Mendengar Gavin membalas ucapannya, lantas Gio mendongak tidak menyangka, dia kira Gavin sudah berlalu pergi tanpa berniat mendengar ungkapannya.

Tidak ingin menyia-nyiakan keadaan, Gio segera bangkit. Sama seperti Gavin, dia menepuk beberapa kali seragam sekolahnya yang dikeluarkan, lalu memilih duduk di salah satu kursi halte tak jauh dari posisi Gavin. "Lo tau Ayahnya? Ayahnya adalah orang yang paling kejam disana," tambahnya.

Gavin mengangkat sebelah alisnya. "Jangan ajak gue gosip jelek-jelekin orang, karena gua bakal bikin lo berlutut di depan orang itu."

Gio berdecak. Gavin entah terlalu naif, pencitraan, atau memang tipikal orang seperti itu— tak dapat dipungkiri terkadang membuatnya jengkel juga. "Wih, merinding! Ih, serem..!" ledeknya sembari meragakan salah satu adegan sinetron di televisi yang baru-baru ini rutin dia tonton setiap hari Sabtu dan Minggu.

"Lama banget lu, kayak cewek— cepetan!"

Gio mencibik kesal, kemudian menyenderkan bahunya pada kaca pembatas halte tepat dibelakangnya yang berfungsi agar tidak tampias ketika hujan menyambut. "Lo tau, Pin? Gua juga benci gosip, tapi kenyataannya emang gitu! Pokoknya— gitu dah, gua tau, tapi gua gak mau sebar aib seperti apa yang lo bilang. Intinya—"
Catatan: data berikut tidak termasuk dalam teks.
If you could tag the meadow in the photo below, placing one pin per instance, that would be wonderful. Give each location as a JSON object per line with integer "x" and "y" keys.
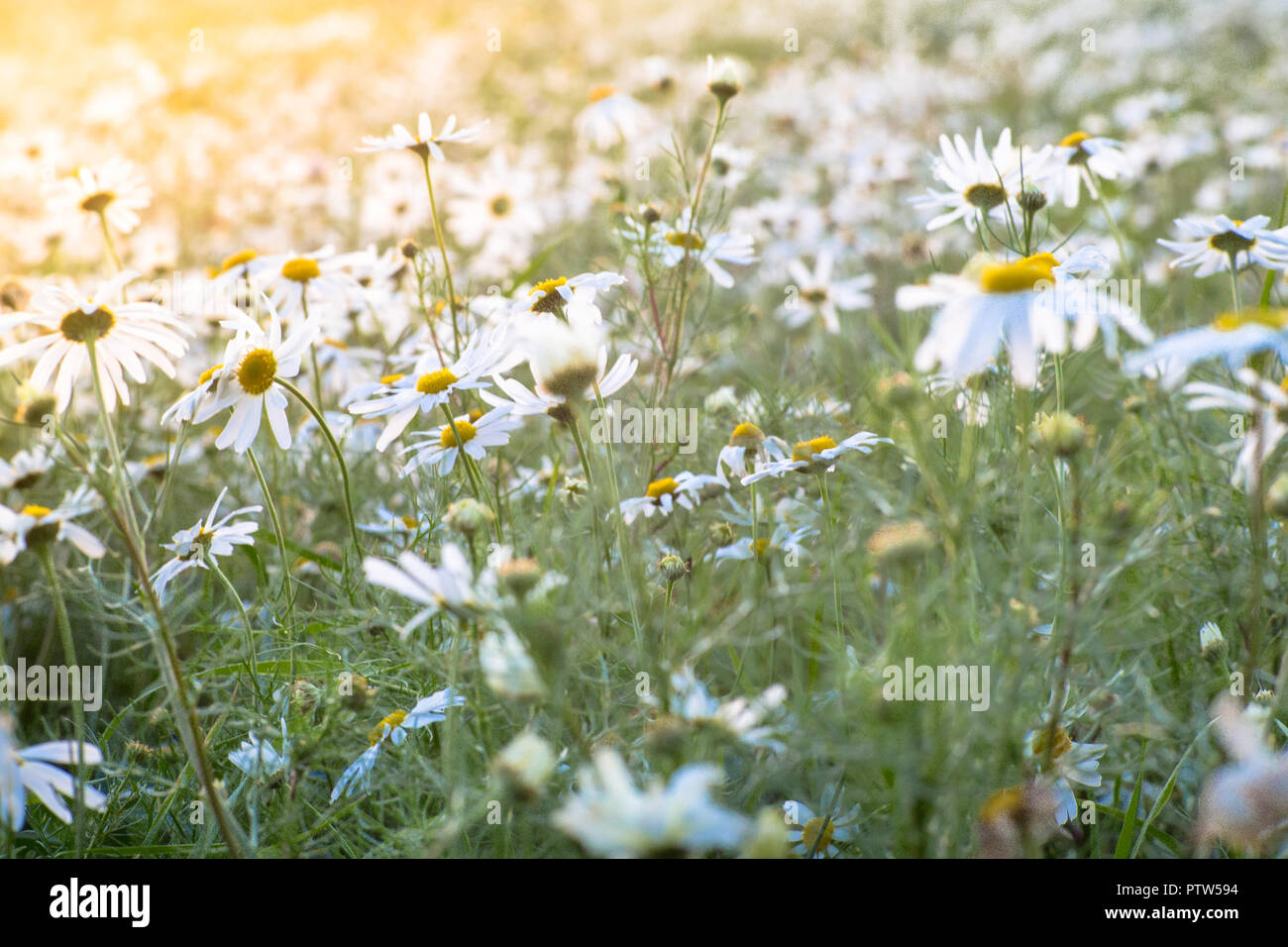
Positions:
{"x": 751, "y": 431}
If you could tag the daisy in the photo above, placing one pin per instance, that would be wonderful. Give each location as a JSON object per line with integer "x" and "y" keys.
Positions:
{"x": 29, "y": 770}
{"x": 253, "y": 361}
{"x": 662, "y": 496}
{"x": 979, "y": 183}
{"x": 684, "y": 243}
{"x": 1214, "y": 245}
{"x": 816, "y": 455}
{"x": 34, "y": 526}
{"x": 609, "y": 118}
{"x": 112, "y": 189}
{"x": 1232, "y": 337}
{"x": 424, "y": 144}
{"x": 207, "y": 538}
{"x": 430, "y": 385}
{"x": 1074, "y": 763}
{"x": 123, "y": 335}
{"x": 441, "y": 450}
{"x": 451, "y": 585}
{"x": 818, "y": 295}
{"x": 818, "y": 836}
{"x": 25, "y": 470}
{"x": 1265, "y": 402}
{"x": 1081, "y": 158}
{"x": 393, "y": 728}
{"x": 610, "y": 817}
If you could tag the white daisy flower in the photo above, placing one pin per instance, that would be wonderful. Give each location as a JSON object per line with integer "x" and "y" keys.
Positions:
{"x": 1081, "y": 158}
{"x": 610, "y": 817}
{"x": 451, "y": 585}
{"x": 609, "y": 118}
{"x": 816, "y": 455}
{"x": 25, "y": 468}
{"x": 27, "y": 770}
{"x": 425, "y": 144}
{"x": 1210, "y": 245}
{"x": 430, "y": 385}
{"x": 207, "y": 538}
{"x": 393, "y": 728}
{"x": 123, "y": 335}
{"x": 439, "y": 450}
{"x": 253, "y": 361}
{"x": 665, "y": 495}
{"x": 114, "y": 189}
{"x": 819, "y": 296}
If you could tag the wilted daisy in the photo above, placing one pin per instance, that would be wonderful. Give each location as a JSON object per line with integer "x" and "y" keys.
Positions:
{"x": 123, "y": 335}
{"x": 612, "y": 818}
{"x": 815, "y": 455}
{"x": 25, "y": 468}
{"x": 707, "y": 250}
{"x": 34, "y": 526}
{"x": 1074, "y": 763}
{"x": 609, "y": 118}
{"x": 1081, "y": 158}
{"x": 441, "y": 449}
{"x": 1262, "y": 401}
{"x": 432, "y": 384}
{"x": 665, "y": 495}
{"x": 818, "y": 295}
{"x": 27, "y": 770}
{"x": 209, "y": 538}
{"x": 114, "y": 189}
{"x": 1212, "y": 245}
{"x": 1232, "y": 337}
{"x": 980, "y": 183}
{"x": 393, "y": 728}
{"x": 254, "y": 360}
{"x": 424, "y": 144}
{"x": 451, "y": 585}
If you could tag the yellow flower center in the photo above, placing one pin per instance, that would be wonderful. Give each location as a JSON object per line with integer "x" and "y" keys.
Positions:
{"x": 391, "y": 722}
{"x": 86, "y": 326}
{"x": 1271, "y": 318}
{"x": 746, "y": 434}
{"x": 1019, "y": 275}
{"x": 436, "y": 381}
{"x": 257, "y": 369}
{"x": 236, "y": 261}
{"x": 986, "y": 196}
{"x": 805, "y": 450}
{"x": 690, "y": 241}
{"x": 98, "y": 202}
{"x": 660, "y": 488}
{"x": 553, "y": 300}
{"x": 301, "y": 269}
{"x": 815, "y": 835}
{"x": 464, "y": 429}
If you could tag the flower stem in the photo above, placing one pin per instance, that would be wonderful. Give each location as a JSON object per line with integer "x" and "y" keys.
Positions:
{"x": 335, "y": 450}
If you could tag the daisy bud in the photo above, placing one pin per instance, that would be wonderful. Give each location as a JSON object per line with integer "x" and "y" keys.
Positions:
{"x": 673, "y": 567}
{"x": 901, "y": 543}
{"x": 524, "y": 766}
{"x": 1276, "y": 496}
{"x": 468, "y": 517}
{"x": 1030, "y": 200}
{"x": 1211, "y": 641}
{"x": 519, "y": 575}
{"x": 1060, "y": 434}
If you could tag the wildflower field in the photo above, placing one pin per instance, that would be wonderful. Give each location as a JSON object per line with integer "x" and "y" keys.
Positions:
{"x": 752, "y": 429}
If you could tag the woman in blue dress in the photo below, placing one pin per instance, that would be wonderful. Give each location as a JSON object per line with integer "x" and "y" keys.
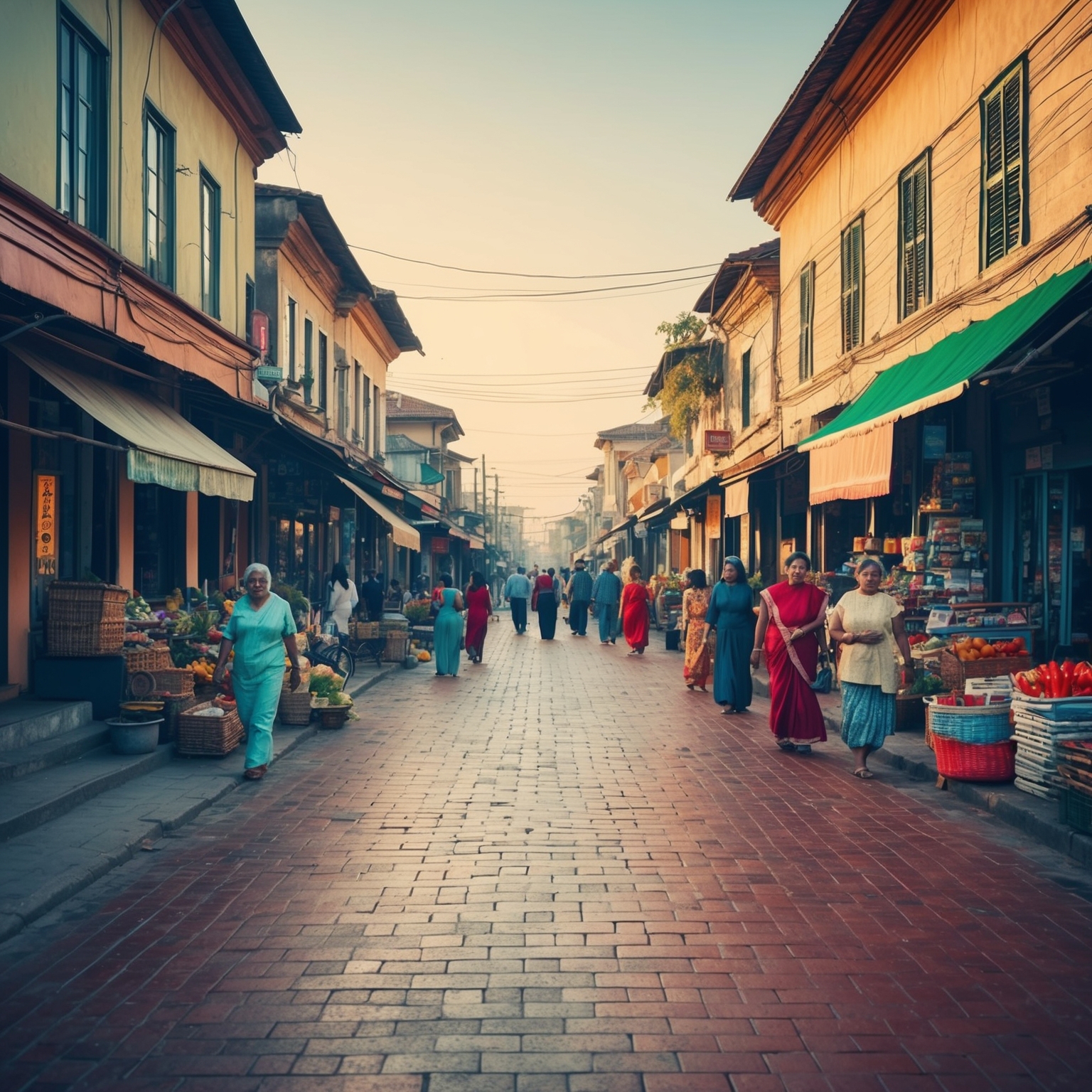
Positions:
{"x": 448, "y": 629}
{"x": 261, "y": 631}
{"x": 732, "y": 611}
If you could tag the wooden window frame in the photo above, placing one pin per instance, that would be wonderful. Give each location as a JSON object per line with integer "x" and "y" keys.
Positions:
{"x": 73, "y": 34}
{"x": 745, "y": 381}
{"x": 807, "y": 282}
{"x": 997, "y": 176}
{"x": 210, "y": 195}
{"x": 915, "y": 254}
{"x": 161, "y": 269}
{"x": 853, "y": 284}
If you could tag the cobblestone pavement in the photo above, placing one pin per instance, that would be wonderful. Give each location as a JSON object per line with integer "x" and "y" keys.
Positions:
{"x": 560, "y": 872}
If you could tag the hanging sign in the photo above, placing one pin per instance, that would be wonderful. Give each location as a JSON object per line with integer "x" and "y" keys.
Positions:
{"x": 45, "y": 521}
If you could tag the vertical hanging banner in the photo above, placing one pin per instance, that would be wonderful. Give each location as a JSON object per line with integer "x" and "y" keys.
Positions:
{"x": 45, "y": 525}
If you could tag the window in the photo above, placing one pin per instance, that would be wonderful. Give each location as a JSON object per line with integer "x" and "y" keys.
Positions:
{"x": 915, "y": 257}
{"x": 210, "y": 245}
{"x": 1004, "y": 213}
{"x": 81, "y": 130}
{"x": 322, "y": 370}
{"x": 358, "y": 395}
{"x": 366, "y": 414}
{"x": 745, "y": 390}
{"x": 289, "y": 333}
{"x": 853, "y": 277}
{"x": 159, "y": 198}
{"x": 308, "y": 360}
{"x": 807, "y": 314}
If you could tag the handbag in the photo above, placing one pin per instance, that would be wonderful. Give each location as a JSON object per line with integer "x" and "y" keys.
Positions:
{"x": 825, "y": 678}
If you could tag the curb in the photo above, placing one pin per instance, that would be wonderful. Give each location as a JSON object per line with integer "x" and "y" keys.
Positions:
{"x": 63, "y": 887}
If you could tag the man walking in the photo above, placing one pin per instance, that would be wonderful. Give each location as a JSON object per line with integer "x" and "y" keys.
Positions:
{"x": 579, "y": 592}
{"x": 606, "y": 592}
{"x": 517, "y": 592}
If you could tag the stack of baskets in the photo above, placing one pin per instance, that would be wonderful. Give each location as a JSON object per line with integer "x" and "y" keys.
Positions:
{"x": 1042, "y": 727}
{"x": 973, "y": 743}
{"x": 87, "y": 619}
{"x": 211, "y": 737}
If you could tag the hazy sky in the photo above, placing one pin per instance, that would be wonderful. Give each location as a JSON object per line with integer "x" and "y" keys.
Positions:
{"x": 564, "y": 138}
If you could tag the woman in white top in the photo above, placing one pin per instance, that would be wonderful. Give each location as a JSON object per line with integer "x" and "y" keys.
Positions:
{"x": 868, "y": 626}
{"x": 341, "y": 599}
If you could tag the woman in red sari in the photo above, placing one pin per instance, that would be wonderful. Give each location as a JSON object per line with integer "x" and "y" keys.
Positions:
{"x": 635, "y": 613}
{"x": 478, "y": 609}
{"x": 788, "y": 617}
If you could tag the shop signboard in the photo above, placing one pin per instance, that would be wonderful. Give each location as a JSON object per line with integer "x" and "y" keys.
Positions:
{"x": 45, "y": 525}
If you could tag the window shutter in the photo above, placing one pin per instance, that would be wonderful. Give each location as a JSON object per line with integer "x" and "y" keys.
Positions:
{"x": 1002, "y": 166}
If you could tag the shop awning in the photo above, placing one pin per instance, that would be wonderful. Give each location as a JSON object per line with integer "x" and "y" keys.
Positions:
{"x": 943, "y": 373}
{"x": 166, "y": 449}
{"x": 401, "y": 532}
Dahi Gavin semakin mengernyit dibuat penasaran. "Lu ngomong apa sih? Tudep kalau sama gue!" potongnya tidak paham.

Gio mendengus pelan, masih sangat sabar dia menghadapi sikap Gavin yang tidak berbeda jauh dengan Gama. "Intinya gue merasa gak ada gunanya jadi teman. Gama susah karena gue, gue yang sebar berita tentang Ayahnya— gue.."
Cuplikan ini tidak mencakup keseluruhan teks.